Anaís le palmeó el suelo junto a ella.
-Llevamos todo el día caminando, ¿no estás cansado? Ven, siéntate.
Por fin, Efraín soltó la flor y se sentó a su lado.
Anaís abrió la bolsa de galletas. Ya había rociado polvo contra insectos venenosos a su alrededor, así que se acomodó tranquila, recostando la cabeza en el hombro de Efraín.
-No sé por qué, pero tengo la impresión de que yo también he estado aquí antes. Me parece recordar algo, aunque todo está borroso.
Comió rápido, y luego deslizó la cabeza hasta apoyarla en las piernas de Efraín, estirándose a
gusto.
-Mientras más avanzamos, más venenosas se ponen las cosas. Dime, ¿quién más vendría aquí tan relajado como nosotros, como si estuviéramos de vacaciones?
Efraín la miró, sonrió de lado y le pellizcó la mejilla.
-Duerme.
Anaís notó que Efraín estaba cada vez más callado. Siempre había sido reservado, pero ahora parecía preferir el silencio absoluto.
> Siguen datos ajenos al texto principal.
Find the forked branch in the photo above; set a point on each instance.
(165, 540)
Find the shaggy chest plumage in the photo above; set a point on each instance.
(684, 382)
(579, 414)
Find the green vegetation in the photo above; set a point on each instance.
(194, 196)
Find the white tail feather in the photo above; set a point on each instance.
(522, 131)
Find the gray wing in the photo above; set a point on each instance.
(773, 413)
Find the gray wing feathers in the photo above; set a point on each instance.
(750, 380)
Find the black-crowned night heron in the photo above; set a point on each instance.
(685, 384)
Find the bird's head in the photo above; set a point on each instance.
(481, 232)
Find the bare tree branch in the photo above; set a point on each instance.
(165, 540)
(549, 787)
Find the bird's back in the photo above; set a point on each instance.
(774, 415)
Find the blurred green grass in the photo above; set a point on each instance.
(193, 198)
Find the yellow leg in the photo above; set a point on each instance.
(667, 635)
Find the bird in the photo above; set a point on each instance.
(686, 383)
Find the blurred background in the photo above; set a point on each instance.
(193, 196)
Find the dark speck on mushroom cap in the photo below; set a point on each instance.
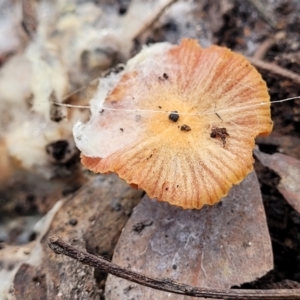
(174, 116)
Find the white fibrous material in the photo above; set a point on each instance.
(93, 138)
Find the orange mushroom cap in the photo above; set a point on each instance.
(178, 122)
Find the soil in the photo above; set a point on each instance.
(242, 26)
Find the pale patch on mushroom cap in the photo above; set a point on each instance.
(209, 88)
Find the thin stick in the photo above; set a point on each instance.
(166, 285)
(262, 50)
(275, 69)
(264, 13)
(29, 21)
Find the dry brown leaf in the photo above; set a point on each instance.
(92, 220)
(288, 169)
(216, 247)
(287, 144)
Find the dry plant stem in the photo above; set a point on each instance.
(263, 48)
(274, 69)
(264, 13)
(149, 23)
(166, 285)
(29, 21)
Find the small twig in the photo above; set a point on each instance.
(29, 21)
(275, 69)
(166, 285)
(262, 50)
(264, 13)
(154, 17)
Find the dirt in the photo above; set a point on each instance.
(242, 29)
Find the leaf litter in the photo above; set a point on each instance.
(166, 29)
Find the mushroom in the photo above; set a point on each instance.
(189, 117)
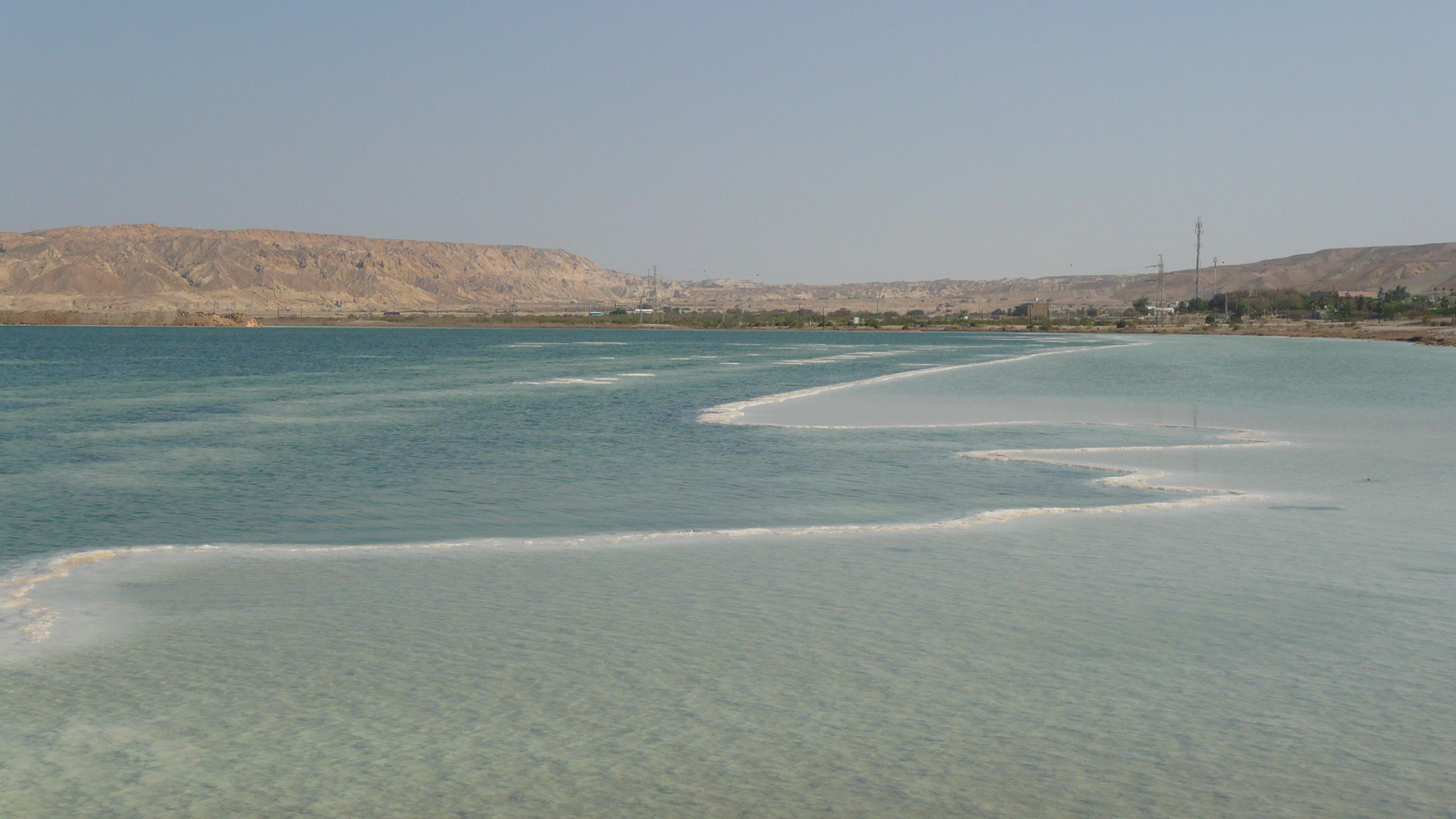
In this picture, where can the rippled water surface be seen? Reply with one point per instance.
(478, 573)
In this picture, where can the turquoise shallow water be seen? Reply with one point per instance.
(1285, 652)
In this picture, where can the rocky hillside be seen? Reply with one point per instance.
(145, 267)
(1421, 268)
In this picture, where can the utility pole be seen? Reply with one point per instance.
(1198, 256)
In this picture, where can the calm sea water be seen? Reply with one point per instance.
(513, 573)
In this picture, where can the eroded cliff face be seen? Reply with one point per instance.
(145, 267)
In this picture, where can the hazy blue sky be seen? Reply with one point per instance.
(797, 142)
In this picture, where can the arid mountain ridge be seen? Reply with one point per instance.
(145, 267)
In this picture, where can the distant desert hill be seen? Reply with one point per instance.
(1421, 268)
(145, 267)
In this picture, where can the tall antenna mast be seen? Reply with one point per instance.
(1198, 256)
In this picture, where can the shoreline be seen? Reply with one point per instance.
(1412, 331)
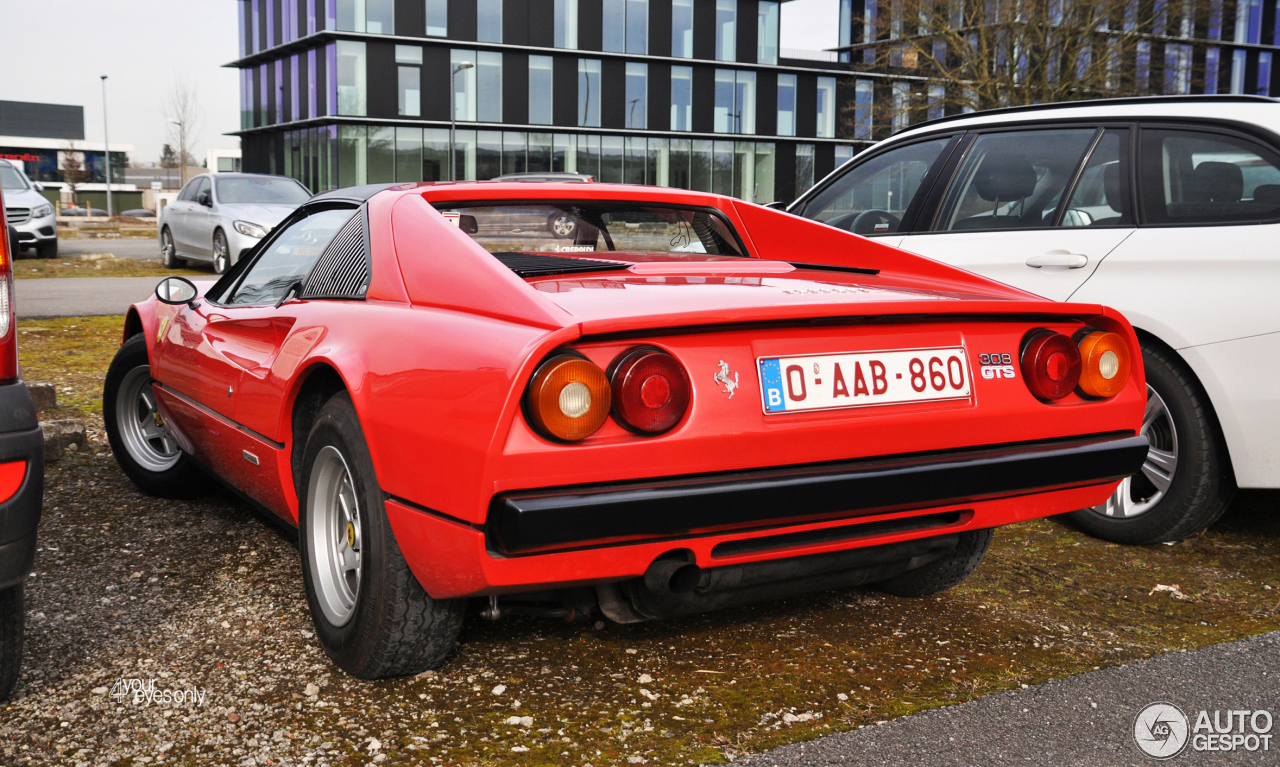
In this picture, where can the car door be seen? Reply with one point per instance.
(200, 220)
(211, 346)
(1201, 274)
(176, 217)
(1033, 208)
(880, 196)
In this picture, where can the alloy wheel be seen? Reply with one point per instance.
(1139, 493)
(334, 535)
(141, 424)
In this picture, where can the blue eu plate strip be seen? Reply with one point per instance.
(771, 383)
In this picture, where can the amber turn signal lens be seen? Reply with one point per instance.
(1106, 363)
(1051, 365)
(568, 398)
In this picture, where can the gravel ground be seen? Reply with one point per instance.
(1083, 720)
(204, 599)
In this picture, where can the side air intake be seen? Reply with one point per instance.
(343, 269)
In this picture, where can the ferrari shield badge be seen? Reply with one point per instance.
(723, 379)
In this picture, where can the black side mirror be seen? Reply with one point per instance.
(176, 291)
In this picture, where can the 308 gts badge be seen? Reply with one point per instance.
(997, 366)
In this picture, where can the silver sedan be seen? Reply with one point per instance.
(219, 217)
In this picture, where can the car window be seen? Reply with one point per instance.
(260, 190)
(288, 258)
(10, 178)
(872, 197)
(1013, 179)
(1207, 178)
(588, 226)
(1101, 196)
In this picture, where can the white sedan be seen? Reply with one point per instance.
(1162, 208)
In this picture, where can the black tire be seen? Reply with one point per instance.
(12, 624)
(169, 250)
(183, 478)
(393, 628)
(945, 573)
(222, 252)
(1202, 484)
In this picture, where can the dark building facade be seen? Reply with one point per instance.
(690, 94)
(39, 135)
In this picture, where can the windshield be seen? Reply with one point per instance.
(232, 191)
(10, 178)
(589, 226)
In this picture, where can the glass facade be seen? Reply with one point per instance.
(437, 18)
(489, 21)
(726, 30)
(786, 105)
(540, 85)
(681, 97)
(767, 32)
(638, 95)
(827, 108)
(589, 92)
(565, 23)
(682, 28)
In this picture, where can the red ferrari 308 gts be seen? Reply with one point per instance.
(643, 402)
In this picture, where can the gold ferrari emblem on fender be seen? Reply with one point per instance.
(725, 380)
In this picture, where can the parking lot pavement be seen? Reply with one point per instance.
(136, 249)
(1080, 720)
(80, 296)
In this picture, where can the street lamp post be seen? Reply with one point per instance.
(182, 151)
(453, 114)
(106, 151)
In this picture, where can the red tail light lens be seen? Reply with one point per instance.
(650, 391)
(1051, 365)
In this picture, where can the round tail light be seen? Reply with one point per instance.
(1051, 365)
(650, 391)
(568, 398)
(1105, 364)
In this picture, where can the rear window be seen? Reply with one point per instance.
(593, 227)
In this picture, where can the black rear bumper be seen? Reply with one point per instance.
(554, 517)
(21, 439)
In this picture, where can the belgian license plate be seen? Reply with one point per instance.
(859, 379)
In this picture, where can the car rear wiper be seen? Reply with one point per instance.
(833, 268)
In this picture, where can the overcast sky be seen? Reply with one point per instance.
(54, 51)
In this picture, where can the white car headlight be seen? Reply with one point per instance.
(250, 229)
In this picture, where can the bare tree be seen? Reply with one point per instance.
(182, 117)
(72, 168)
(984, 54)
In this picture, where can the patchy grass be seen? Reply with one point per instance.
(100, 266)
(73, 355)
(1048, 602)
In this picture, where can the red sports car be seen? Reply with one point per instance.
(672, 402)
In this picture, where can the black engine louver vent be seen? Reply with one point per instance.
(343, 269)
(542, 265)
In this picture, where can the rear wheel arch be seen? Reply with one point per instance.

Seguro seguía bajo el efecto del remedio que le había dado el viejo; aunque había recuperado algunos recuerdos, estaba más dejado que nunca.
Quedaban seis días. Anaís sabía que tenía que aprovechar el tiempo para convivir con él. Quería que, al recordar el pasado, él también pudiera sentirse seguro de lo que había habido
entre los dos.
…
En plena noche, Anaís se despertó de golpe: se oyó un disparo, seco y repentino, seguido del grito de alguien pidiendo clemencia.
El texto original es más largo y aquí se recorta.